O que a norma exige
A seção correta é a menor que passa em todos.
Os critérios não se substituem nem se compensam. Uma seção generosa em capacidade de condução pode reprovar na queda de tensão; outra que passa nas duas pode não suportar o curto-circuito. O dimensionamento termina quando a mesma seção atende a todos — e é aí que aparece o trabalho repetitivo, porque reprovar em qualquer critério significa subir a seção e refazer os outros três.
NBR 5410 §6.2.5
Capacidade de condução de corrente
A seção precisa conduzir a corrente de projeto sem ultrapassar a temperatura que a isolação suporta.
A maneira de instalar é traduzida para um método de referência (Tabela 33), e é ele que aponta a corrente admissível na tabela correta (Tabelas 36 a 39). Esse valor de tabela é o ponto de partida, não a resposta: ele vale para uma condição de referência que quase nunca é a do projeto, e por isso é corrigido antes de ser comparado com a corrente de projeto.

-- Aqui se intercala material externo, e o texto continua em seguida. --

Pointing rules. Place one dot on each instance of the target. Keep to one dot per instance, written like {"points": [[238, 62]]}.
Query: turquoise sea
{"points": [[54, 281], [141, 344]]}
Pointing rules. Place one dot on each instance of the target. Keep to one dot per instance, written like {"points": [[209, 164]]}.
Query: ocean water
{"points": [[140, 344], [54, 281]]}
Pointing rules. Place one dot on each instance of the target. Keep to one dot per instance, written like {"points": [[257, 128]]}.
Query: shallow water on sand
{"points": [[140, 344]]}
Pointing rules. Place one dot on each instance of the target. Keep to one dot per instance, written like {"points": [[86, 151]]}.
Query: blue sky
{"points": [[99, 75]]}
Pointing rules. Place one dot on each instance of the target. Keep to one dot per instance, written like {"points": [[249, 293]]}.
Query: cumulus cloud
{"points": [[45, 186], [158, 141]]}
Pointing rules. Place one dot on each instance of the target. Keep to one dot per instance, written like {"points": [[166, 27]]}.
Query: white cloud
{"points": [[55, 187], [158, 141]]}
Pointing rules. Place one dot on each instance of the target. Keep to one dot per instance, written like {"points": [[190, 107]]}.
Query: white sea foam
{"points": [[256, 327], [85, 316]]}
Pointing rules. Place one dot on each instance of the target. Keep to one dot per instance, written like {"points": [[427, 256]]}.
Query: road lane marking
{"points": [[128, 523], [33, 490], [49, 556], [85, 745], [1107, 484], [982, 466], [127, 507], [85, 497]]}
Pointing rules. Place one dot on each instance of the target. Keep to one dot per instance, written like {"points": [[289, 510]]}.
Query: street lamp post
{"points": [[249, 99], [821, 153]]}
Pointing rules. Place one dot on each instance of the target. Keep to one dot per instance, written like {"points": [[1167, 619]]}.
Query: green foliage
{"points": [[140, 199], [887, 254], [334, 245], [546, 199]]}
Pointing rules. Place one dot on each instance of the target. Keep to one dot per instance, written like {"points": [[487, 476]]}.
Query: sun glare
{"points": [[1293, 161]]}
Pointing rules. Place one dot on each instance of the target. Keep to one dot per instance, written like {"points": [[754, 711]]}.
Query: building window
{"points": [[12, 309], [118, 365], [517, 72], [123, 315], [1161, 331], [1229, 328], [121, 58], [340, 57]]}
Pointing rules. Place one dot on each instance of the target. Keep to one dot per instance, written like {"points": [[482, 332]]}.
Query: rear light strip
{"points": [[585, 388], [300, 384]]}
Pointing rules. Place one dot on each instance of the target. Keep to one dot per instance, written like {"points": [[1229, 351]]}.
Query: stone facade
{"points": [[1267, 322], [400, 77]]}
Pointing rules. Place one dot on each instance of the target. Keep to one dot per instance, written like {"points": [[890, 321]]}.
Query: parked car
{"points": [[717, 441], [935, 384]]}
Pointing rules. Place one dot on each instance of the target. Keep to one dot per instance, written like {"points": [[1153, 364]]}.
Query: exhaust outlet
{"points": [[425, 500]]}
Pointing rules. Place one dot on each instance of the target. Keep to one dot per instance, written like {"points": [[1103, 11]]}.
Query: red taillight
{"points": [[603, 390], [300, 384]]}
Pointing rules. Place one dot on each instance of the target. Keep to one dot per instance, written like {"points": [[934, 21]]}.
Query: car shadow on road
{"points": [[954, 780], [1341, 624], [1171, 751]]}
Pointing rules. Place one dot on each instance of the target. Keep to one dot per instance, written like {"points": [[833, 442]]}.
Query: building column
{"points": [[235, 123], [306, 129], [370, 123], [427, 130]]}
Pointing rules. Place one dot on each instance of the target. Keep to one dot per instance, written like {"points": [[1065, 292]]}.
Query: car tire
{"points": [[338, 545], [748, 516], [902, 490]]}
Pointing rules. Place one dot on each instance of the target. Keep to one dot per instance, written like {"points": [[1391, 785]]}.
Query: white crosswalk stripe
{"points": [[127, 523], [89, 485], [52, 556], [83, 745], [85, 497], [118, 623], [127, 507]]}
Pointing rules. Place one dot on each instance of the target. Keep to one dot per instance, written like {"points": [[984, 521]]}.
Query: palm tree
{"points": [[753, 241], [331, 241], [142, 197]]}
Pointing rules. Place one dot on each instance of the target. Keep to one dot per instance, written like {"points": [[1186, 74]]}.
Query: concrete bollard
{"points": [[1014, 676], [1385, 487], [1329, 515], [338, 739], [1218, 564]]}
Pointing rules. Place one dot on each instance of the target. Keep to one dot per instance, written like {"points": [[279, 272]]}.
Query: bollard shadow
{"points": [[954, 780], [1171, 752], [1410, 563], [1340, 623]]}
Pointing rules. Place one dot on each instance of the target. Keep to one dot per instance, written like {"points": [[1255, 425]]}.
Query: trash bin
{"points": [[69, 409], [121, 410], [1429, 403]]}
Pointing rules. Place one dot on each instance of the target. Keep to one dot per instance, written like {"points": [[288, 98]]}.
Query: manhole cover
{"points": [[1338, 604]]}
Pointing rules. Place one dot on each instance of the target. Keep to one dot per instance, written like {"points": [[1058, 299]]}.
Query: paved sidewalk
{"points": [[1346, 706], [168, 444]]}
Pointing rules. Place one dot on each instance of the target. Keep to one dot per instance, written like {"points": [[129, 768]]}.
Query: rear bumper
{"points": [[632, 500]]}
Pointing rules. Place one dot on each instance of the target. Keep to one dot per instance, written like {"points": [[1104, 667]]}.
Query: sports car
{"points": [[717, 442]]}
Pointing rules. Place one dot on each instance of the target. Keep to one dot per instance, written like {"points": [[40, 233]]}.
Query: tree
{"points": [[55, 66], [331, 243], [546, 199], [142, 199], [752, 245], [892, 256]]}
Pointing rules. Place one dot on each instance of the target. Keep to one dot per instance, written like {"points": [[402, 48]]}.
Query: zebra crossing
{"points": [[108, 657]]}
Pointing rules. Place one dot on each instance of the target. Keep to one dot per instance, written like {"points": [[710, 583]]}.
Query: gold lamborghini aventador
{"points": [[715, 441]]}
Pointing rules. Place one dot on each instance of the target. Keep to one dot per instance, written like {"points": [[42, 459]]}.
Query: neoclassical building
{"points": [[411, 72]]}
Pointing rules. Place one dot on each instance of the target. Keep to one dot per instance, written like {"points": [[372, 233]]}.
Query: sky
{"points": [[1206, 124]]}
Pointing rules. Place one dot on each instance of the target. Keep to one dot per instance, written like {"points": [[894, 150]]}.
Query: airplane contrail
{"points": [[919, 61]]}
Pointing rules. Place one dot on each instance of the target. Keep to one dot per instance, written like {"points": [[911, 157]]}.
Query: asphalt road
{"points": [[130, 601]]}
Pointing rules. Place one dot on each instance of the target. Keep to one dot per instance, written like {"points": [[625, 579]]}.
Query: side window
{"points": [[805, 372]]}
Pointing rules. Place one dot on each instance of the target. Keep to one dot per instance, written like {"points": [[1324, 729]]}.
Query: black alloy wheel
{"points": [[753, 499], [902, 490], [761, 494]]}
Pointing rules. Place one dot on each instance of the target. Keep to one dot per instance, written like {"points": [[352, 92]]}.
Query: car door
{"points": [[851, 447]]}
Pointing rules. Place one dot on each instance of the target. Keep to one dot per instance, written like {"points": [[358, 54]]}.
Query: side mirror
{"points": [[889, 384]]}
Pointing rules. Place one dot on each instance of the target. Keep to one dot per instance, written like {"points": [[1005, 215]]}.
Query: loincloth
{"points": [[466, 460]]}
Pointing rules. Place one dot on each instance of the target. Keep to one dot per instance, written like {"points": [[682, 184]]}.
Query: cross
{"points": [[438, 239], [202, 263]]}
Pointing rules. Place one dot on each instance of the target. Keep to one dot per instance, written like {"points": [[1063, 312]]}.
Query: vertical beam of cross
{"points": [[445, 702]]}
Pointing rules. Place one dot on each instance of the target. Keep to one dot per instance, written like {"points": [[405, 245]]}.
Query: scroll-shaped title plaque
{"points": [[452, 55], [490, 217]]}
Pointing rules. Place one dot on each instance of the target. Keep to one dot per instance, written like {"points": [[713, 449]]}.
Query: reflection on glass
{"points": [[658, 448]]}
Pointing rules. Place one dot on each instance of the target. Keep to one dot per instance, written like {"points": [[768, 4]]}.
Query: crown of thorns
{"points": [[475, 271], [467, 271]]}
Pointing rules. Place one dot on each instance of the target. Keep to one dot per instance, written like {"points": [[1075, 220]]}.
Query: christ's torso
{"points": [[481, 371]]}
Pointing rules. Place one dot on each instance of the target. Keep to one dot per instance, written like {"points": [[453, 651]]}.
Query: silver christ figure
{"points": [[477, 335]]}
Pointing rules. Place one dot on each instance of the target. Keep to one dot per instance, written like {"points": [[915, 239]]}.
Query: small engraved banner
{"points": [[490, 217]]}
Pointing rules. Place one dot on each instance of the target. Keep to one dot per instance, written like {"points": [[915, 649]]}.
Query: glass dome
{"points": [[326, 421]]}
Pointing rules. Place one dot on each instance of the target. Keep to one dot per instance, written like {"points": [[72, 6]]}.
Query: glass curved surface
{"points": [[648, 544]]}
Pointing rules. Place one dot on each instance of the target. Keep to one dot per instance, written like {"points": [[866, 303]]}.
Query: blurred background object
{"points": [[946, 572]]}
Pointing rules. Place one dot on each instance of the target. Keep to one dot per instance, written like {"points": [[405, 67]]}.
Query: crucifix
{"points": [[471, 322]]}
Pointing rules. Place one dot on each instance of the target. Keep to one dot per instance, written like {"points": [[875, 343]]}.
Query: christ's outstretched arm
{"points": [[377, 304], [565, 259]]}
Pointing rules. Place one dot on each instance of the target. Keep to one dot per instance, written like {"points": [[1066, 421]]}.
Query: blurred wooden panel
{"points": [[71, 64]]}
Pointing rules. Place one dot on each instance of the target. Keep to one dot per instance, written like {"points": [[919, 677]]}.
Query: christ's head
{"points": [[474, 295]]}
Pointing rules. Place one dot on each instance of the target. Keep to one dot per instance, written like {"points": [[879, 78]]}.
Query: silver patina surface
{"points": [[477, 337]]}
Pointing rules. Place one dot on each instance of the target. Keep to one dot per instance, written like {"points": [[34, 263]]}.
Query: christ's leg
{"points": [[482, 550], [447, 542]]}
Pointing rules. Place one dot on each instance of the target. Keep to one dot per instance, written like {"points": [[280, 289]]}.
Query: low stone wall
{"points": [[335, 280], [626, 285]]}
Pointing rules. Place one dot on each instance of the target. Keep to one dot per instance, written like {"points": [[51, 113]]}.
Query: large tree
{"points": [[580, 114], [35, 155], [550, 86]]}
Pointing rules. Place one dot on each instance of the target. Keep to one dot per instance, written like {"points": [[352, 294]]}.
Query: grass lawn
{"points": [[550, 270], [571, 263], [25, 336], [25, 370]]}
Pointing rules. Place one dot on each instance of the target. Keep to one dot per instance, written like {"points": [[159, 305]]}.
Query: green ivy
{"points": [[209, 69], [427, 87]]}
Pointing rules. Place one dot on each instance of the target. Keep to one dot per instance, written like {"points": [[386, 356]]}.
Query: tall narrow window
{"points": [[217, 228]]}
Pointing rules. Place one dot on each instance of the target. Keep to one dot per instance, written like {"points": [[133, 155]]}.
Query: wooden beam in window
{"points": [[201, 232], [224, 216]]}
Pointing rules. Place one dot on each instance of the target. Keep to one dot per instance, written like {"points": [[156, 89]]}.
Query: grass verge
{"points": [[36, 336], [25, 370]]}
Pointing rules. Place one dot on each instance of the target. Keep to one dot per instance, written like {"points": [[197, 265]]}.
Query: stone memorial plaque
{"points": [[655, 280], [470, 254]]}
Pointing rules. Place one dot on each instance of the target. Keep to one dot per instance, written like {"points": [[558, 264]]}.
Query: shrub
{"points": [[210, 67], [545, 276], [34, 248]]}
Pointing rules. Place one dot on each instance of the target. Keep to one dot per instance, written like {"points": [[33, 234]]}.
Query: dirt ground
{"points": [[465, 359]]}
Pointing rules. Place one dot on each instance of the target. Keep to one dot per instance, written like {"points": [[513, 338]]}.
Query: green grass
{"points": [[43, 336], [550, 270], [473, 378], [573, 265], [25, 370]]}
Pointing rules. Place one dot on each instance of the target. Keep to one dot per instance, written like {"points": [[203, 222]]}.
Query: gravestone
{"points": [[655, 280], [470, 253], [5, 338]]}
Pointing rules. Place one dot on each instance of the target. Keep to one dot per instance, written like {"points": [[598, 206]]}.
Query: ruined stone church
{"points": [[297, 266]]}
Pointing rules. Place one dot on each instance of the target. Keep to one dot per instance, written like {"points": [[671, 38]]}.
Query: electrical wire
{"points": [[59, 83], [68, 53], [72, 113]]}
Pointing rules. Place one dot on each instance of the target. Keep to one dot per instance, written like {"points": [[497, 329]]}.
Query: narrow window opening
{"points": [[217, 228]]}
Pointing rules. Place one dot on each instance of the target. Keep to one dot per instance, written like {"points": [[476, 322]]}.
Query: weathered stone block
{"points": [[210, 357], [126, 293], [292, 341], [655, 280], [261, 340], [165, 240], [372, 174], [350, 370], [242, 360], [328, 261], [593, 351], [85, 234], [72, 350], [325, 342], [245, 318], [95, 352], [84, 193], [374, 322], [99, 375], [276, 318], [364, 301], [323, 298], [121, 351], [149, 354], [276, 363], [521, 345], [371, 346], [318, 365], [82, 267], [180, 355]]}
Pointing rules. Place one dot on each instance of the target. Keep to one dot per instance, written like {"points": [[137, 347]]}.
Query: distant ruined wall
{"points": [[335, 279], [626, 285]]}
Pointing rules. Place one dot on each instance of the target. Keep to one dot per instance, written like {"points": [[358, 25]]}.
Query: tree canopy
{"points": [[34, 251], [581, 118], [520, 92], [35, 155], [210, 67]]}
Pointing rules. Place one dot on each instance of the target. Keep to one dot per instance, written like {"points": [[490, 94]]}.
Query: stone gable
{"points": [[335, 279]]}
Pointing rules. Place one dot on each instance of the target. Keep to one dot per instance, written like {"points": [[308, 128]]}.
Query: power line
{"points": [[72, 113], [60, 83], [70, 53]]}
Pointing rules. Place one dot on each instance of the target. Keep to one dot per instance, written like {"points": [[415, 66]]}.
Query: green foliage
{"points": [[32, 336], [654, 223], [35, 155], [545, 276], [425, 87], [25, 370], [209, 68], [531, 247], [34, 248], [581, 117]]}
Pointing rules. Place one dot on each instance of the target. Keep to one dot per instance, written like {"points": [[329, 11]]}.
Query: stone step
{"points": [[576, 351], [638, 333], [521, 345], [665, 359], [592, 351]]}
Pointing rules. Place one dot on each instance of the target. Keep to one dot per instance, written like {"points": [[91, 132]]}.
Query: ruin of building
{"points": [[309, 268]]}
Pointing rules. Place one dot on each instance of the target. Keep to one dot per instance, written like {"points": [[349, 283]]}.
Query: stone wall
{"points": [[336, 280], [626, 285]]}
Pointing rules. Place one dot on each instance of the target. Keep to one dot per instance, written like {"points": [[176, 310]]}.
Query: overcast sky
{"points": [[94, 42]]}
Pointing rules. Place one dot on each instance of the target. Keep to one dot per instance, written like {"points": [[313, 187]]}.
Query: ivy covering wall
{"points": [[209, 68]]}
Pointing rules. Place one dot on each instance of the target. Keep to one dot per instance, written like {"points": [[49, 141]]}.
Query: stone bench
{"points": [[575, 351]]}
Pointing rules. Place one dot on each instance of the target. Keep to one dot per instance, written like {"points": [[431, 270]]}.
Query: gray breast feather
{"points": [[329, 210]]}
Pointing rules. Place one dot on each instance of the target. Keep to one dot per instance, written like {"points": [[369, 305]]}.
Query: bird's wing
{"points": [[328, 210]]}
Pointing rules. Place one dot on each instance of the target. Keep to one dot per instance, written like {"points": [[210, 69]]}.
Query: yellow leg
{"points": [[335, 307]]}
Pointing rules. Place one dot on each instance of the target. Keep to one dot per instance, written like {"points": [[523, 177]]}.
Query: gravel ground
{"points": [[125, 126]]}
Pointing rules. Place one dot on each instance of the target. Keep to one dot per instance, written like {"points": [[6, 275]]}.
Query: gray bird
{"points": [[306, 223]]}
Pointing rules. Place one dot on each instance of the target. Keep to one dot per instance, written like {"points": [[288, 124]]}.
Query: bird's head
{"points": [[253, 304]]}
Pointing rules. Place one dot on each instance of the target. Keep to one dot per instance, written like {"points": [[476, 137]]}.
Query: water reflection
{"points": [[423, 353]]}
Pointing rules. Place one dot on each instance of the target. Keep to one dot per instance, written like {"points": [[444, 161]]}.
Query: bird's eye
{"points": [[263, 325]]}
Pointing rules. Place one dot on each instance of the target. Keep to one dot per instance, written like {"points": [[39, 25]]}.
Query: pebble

IZ = In × Ft × Fa × Fn × N
corrente admissível corrigida = valor de tabela × temperatura × agrupamento × neutro × condutores em paralelo
NBR 5410 §6.2.3 e §6.2.4
Queda de tensão
Uma seção pode conduzir a corrente com folga e ainda assim entregar tensão insuficiente na ponta.
O cálculo depende da resistência e da reatância do condutor, e a reatância varia com a disposição física dos cabos — dois arranjos da mesma seção de 10 mm² podem diferir de 0,10 a 0,15 Ω/km. Em circuitos longos é comum a queda de tensão, e não a ampacidade, ser o critério que decide a seção final. O limite aplicável é do projeto, e o valor a respeitar depende de onde a instalação começa a ser medida.
NBR 5410 §5.3.5.5
Suportabilidade ao curto-circuito
Durante a falta, o condutor precisa aguentar termicamente até a proteção atuar.
A seção mínima sai da corrente de curto presumida, do tempo de atuação da proteção e do fator k, que a Tabela 34 dá para cada combinação de isolação e material do condutor. É uma verificação independente das anteriores: uma seção aprovada na ampacidade e na queda de tensão ainda pode ser reprovada aqui, e nesse caso o único caminho é subir a seção.
S ≥ Icc × √t / k
seção mínima = corrente de curto × raiz do tempo de atuação, dividido pelo fator k da Tabela 34
NBR 5410 §5.3.4.1
Proteção contra sobrecarga
O disjuntor precisa caber entre a corrente de projeto e a capacidade do cabo — e atuar antes de danificá-lo.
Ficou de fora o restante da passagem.